Later, when he moved to Paris, he spent the days working as a portfolio manager at esteemed bank Crédit Lyonnais, and got in some quality martial arts training at a local gym during the night. That led him to cage matches at rough bars in Germany and other parts of Europe.
Those matchups were an early baptism of fire. There were few rules and little planning. Opponents were assigned on the night of the event, and the crowd demanded entertainment.
“Guys were smoking cigarettes and throwing their beer at you if you did not go to the floor, or if you are not putting on a show. They only had two sets of gloves and when you were done, you passed them on to the next guy,” the Frenchman recalls.
Martial arts competitions have come a long way since then, as has “The Game” himself.
Lepont quit his luxurious bank job after being given an ultimatum by his boss, relocated to Vietnam in 2009, and signed with ONE Championship in June 2012. He has called the promotion his martial arts home ever since.
The Frenchman, who received his black belt in BJJ two years ago, is feeling reinvigorated, and in his time away from the cage, has picked up a slew of new skills. While he is mum on the details, he promises to showcase this enhanced skill set against Corminal on Friday, 24 November at ONE: IMMORTAL PURSUIT.
“Richard is good. He is talented and younger,” Lepont says. “But I cannot be scared of that guy. It is not possible. He should be scared of me. He does not know what I can do. He does not know the new version of me.”
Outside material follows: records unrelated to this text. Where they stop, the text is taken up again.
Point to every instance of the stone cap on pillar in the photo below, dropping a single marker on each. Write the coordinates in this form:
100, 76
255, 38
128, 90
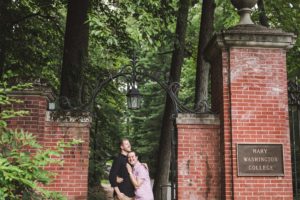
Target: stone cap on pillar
188, 118
249, 35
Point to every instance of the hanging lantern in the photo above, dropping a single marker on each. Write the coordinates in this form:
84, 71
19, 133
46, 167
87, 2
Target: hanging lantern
133, 98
And while that new version aims to contain the bravado, it will still drink up the roar of the crowd. In fact, Lepont compares the experience of stepping into the cage like his other passion: fine whiskey.
“It is magical, if someone pours you an expensive whiskey. This stuff has been waiting 15 or 20 years to get here. It is amazing,” he explains. “[Competing in the cage] is like that. You want to feel that rush one more time.”